8. Learn to speak the truth in love. Yeah, I’ve been accused at times of being too blunt. And yes, I’ve had people start to cry because I didn’t like their book idea. I once snapped at a guy for trying to hand me his proposal while I was standing at a urinal. (Yes, that’s a true story. It was at a conference at Seattle Pacific University. And yes, I yelled at the guy. I should have just turned to talk to him…) But the goal at a conference is to help people WRITE better, not just help them FEEL better. Authors who work with me know I don’t have a mean streak — I’m not trying to hurt someone’s feelings by saying a manuscript isn’t ready, I’m trying to help them understand how tough it is to be good enough to get published. Part of my job is to help them improve as writers. We have a tendency to “nice” ourselves into accepting bad work at conferences. We see crap and call it creme brulee. But that’s lying. Learn to tell an author something isn’t great. Learn to share lessons with writers that will help them improve.
9. Go to some of the sessions. You might learn something. Even if you’re an expert. (And don’t misunderstand me… I rarely go to the big-group gatherings at a writing conference. Usually they’re at night, and I’ve been teaching and meeting people all day. I’m worn out, and I won’t be bringing any value to the big group meeting. But that’s me – you might love the general sessions.) Again, this doesn’t mean I can’t get something from some of the workshops. I always like to hear what other experts in the field are saying, and I try to make it to one or two workshops at every writing conference. At ACFW last year, I went to Cara Putnam’s workshop on contract language, and found it very insightful.
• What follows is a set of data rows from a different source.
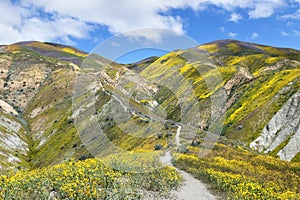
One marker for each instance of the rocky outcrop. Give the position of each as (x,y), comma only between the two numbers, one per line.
(283,129)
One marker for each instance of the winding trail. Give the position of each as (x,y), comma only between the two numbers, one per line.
(177,135)
(192,189)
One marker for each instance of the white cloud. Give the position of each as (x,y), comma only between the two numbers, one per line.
(69,19)
(235,17)
(264,9)
(293,33)
(232,35)
(254,35)
(283,33)
(222,29)
(295,15)
(296,33)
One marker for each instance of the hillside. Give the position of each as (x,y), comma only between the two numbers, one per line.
(259,86)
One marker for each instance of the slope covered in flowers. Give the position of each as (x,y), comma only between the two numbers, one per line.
(240,174)
(89,179)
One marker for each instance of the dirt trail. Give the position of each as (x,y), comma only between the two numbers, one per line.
(192,189)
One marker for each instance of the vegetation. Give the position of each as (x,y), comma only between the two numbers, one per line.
(240,174)
(89,179)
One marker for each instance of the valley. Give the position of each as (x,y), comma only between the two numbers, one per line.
(227,111)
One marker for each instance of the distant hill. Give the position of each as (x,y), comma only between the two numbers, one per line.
(37,122)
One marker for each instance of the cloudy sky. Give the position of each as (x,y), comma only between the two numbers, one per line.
(86,23)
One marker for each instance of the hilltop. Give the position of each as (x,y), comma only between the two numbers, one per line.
(38,123)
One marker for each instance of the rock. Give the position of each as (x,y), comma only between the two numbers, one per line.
(283,127)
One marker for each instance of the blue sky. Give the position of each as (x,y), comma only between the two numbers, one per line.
(86,23)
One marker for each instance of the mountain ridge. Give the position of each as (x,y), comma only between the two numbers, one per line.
(37,83)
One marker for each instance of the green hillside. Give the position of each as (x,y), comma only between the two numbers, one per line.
(243,95)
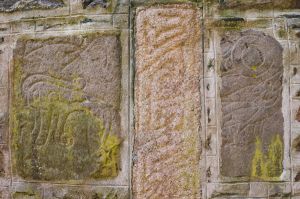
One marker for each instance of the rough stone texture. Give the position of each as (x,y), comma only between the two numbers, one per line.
(251,100)
(62,192)
(93,3)
(167,100)
(260,4)
(15,5)
(65,107)
(3,92)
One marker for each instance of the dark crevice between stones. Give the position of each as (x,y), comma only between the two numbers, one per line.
(298,115)
(17,5)
(297,177)
(296,144)
(94,3)
(295,71)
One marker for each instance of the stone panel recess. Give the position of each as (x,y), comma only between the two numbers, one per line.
(65,119)
(167,102)
(251,102)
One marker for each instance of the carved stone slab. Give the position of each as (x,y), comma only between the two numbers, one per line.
(251,101)
(167,101)
(14,5)
(259,4)
(65,107)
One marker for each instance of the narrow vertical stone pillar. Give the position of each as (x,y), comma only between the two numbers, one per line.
(167,102)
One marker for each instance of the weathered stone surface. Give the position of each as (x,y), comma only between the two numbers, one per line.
(260,4)
(3,91)
(15,5)
(26,191)
(251,100)
(65,107)
(59,192)
(94,3)
(167,100)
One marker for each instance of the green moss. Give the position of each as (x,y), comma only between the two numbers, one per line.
(268,167)
(55,137)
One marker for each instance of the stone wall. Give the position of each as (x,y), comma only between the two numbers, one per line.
(149,99)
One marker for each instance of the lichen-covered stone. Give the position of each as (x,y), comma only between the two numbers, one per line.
(259,4)
(167,99)
(65,119)
(91,192)
(15,5)
(94,3)
(251,100)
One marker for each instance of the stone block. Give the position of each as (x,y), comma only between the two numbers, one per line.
(167,100)
(66,94)
(251,101)
(17,5)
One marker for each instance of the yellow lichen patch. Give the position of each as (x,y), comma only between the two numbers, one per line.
(254,76)
(55,136)
(258,164)
(254,68)
(269,166)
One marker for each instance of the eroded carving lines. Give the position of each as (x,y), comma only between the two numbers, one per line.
(251,100)
(65,108)
(167,102)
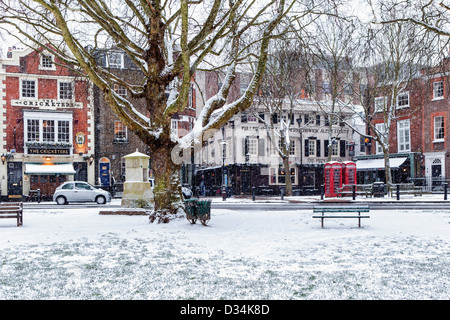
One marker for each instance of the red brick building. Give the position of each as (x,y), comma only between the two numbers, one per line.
(418,139)
(46,129)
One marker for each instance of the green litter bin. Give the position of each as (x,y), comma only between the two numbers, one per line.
(198,209)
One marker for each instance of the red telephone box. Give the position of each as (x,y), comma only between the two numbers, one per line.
(349,169)
(333,178)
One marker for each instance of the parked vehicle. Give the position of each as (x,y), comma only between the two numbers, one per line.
(80,191)
(187,193)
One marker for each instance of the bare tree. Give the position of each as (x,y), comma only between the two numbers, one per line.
(168,41)
(332,52)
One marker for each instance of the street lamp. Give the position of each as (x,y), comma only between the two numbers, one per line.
(224,144)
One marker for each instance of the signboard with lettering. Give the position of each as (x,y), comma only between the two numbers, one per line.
(46,103)
(56,151)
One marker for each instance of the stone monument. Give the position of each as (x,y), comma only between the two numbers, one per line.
(137,192)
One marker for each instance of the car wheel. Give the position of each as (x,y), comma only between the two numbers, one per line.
(100,200)
(61,200)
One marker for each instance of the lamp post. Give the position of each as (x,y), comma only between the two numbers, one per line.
(224,144)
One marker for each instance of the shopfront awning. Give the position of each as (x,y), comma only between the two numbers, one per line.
(43,169)
(375,164)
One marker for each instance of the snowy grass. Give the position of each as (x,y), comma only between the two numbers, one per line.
(79,254)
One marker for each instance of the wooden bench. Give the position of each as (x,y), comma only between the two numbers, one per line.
(360,189)
(340,209)
(12,210)
(405,188)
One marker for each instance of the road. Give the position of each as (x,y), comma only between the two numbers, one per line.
(267,206)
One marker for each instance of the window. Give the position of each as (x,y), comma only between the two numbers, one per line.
(334,148)
(28,89)
(278,176)
(404,137)
(120,131)
(439,132)
(403,100)
(379,104)
(252,146)
(438,90)
(48,130)
(174,127)
(326,87)
(68,186)
(63,131)
(46,62)
(120,90)
(65,90)
(381,128)
(292,148)
(115,60)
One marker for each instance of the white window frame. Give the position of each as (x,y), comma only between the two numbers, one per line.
(60,84)
(438,90)
(35,89)
(41,117)
(401,97)
(252,146)
(118,123)
(313,143)
(404,136)
(50,57)
(120,90)
(115,65)
(379,104)
(274,172)
(381,128)
(436,131)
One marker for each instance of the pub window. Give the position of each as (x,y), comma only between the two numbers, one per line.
(46,62)
(120,131)
(65,91)
(48,130)
(28,89)
(33,130)
(63,131)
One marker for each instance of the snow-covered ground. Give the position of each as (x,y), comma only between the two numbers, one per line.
(64,253)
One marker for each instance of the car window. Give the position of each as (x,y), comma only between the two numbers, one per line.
(68,186)
(83,186)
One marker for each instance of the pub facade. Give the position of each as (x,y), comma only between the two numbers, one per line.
(46,128)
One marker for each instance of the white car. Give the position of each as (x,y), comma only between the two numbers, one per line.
(80,191)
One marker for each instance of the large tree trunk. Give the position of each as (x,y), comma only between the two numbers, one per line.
(168,199)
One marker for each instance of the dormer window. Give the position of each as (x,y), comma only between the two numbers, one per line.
(46,62)
(115,60)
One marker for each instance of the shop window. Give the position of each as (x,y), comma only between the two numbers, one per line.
(28,89)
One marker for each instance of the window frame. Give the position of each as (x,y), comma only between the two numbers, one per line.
(22,88)
(64,95)
(121,135)
(400,97)
(401,135)
(440,97)
(435,139)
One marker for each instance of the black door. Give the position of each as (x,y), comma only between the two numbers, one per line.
(15,180)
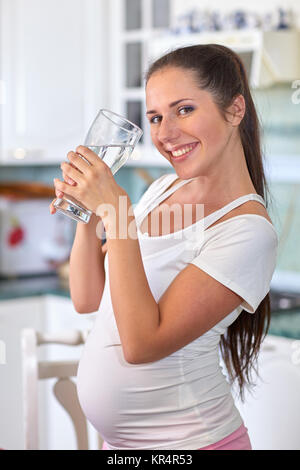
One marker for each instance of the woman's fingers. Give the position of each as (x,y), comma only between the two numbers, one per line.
(68,179)
(52,208)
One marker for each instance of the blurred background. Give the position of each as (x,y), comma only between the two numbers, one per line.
(63,60)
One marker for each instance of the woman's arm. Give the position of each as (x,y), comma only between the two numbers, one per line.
(87,275)
(149,330)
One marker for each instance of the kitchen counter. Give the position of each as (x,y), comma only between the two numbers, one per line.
(31,287)
(284,322)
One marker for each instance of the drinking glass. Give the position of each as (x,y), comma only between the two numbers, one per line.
(113,138)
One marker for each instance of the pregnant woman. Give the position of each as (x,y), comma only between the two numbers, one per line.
(187,271)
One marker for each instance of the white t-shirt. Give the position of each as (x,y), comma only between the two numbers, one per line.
(182,401)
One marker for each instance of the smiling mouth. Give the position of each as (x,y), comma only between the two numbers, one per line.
(183,152)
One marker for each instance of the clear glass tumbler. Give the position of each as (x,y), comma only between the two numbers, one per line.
(112,138)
10. My friend Cecil Murphey likes to ask a good question of prospective conference teachers: “Why do you want to teach?” I was away from conferences for a while, thinking I’d said everything I really had to say, and, besides, people needed a break from me. Then a few years ago I did a bunch of conferences again, frankly because I needed to let everyone know that I had started my own agency. I wanted to get my name out there and remind people that I really do know what I’m doing, even if I got the axe from Time-Warner. But the fact is, I also find teaching at a conference a ton of fun. I enjoy speaking. A conference gives me an outlet where I’m helping people, not just pitching them. I love the mentoring side, talking to people who are just starting out. I can’t represent them all, but I can certainly take an hour to talk with them in a class, or 10 minutes to review their latest book idea. I probably won’t do very many in the next couple of years – once again, I’m feeling as though I’ve said all I have to say. But the past year or three have been a great time for connecting with newbies. You may find it helpful to think through your own motivation for wanting to teach at a conference.
If you’re a conference speaker, what advice would you share with prospective speakers?